I guess it’s obvious that a film's content affects the way we enjoy it, and though I try to look through aspects I find personally objectionable, sometimes I just can’t. I’ll never like Birth of a Nation, its technical breakthroughs notwithstanding, and I can’t embrace Rome, Open City because of the way Rossellini conflates homosexuality with fascism and sexual perversion. And I don’t respond to The Four Feathers the way I want to either because I so dislike the imperialist ideology at the center of this 1939 British film.
Some argue that Four Feathers is mostly about honor and duty, but in 19th century England, that was another way of saying imperialism.

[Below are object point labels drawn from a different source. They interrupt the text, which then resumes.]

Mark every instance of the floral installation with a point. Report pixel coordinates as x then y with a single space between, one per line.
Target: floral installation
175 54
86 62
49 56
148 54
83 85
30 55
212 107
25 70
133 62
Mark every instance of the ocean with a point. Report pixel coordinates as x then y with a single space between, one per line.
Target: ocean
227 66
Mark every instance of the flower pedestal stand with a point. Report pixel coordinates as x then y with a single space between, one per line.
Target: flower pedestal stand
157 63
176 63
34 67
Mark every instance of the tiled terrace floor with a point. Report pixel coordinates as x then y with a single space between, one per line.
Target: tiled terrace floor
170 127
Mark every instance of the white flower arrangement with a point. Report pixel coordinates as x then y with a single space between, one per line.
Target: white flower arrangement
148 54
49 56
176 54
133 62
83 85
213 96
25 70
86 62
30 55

Whether fighting the Turks in the Crimea or the Sudanese in Africa, a man of honor would prove himself on the field of conquest somewhere in the Empire and, duty done, he would reap the social rewards in British society. This is the lesson of the child who likes poetry in Four Feathers as he learns to embrace the Empire and outdo his doubting comrades by braving the natives and their harsh climate. In fact, everyone is brave, and everyone acts honorably in Four Feathers. Among the colonialists, at least. I doubt the dialog given to the targets of British imperialism here would fill two pages of script because we never see them do anything except menace the Brits and serve as the agency for the white man to prove his courage and honor. The locals, apparently, have nothing that the audience might sympathize with.

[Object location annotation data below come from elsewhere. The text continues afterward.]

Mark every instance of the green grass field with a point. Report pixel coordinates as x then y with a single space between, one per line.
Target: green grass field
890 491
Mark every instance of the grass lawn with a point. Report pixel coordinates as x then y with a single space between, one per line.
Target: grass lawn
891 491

The one part of this film I can have affection for, though, is the visuals. There's more than a little taste of David Roberts' orientalism in the cinematography here, and I also enjoy the path I can imagine between Four Feathers and Lawrence of Arabia. Less than a quarter of a century after Omdurman, David Lean’s desert adventurer has become complex, conflicted and flawed; the local people have identities and personal concerns; and 1.37:1 has become 2.20:1. Korda clearly sees the open beauty of the desert, but Lean’s aspect ratio and F.A. Young’s cinematography are able to turn this desert in vast expanses of color and motion that Korda tries to capture but can’t. Both also use a camera on a truck to track battle lines hurtling toward each other, though Lean’s later film takes advantage of 25 years of developing that technique and has smoother, more successful shots. Both films have bone breaking treks without water and the hot visuals to intensify the risk. As an outsized fan of Lawrence of Arabia, I enjoyed seeing a desert epic that predates that film by nearly a quarter century. Four Feathers is a measure of the refinement of cinematic technique and sensibility that Lawrence represents.

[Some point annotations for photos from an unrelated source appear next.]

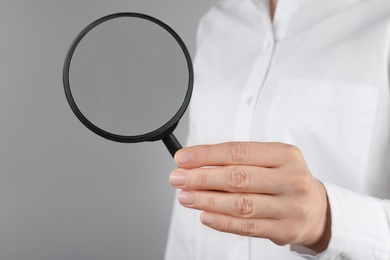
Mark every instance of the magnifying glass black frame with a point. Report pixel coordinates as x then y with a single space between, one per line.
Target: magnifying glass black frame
163 133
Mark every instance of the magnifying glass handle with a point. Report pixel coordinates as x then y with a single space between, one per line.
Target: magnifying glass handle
172 144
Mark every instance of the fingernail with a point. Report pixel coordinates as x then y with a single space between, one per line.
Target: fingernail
183 157
186 197
178 178
208 219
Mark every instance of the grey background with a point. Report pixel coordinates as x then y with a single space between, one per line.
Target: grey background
66 193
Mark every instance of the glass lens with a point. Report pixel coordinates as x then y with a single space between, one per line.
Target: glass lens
128 76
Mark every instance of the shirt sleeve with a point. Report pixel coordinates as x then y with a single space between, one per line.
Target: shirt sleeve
360 227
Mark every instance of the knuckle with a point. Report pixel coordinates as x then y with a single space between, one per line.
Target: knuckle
227 227
244 205
237 151
210 202
201 179
238 178
304 185
248 228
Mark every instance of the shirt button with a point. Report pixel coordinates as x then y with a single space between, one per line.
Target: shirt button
268 45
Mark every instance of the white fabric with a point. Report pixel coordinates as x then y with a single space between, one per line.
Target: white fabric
316 77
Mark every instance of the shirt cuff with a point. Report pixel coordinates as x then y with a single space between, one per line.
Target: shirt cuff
360 228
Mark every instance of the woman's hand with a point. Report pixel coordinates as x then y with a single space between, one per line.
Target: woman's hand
260 190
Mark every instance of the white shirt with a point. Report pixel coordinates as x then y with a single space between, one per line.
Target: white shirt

My takeaway from Four Feathers is that content can matter. This film has beautiful Technicolor and lavish sets, but that feels like attractive make-up on something very ugly. Powell and Pressberger’s 1943 Life and Death of Colonel Blimp manage to address many of the same issues as Korda does here, but their story manages to avoid the overt, grating imperialist assumptions that inform Four Feathers.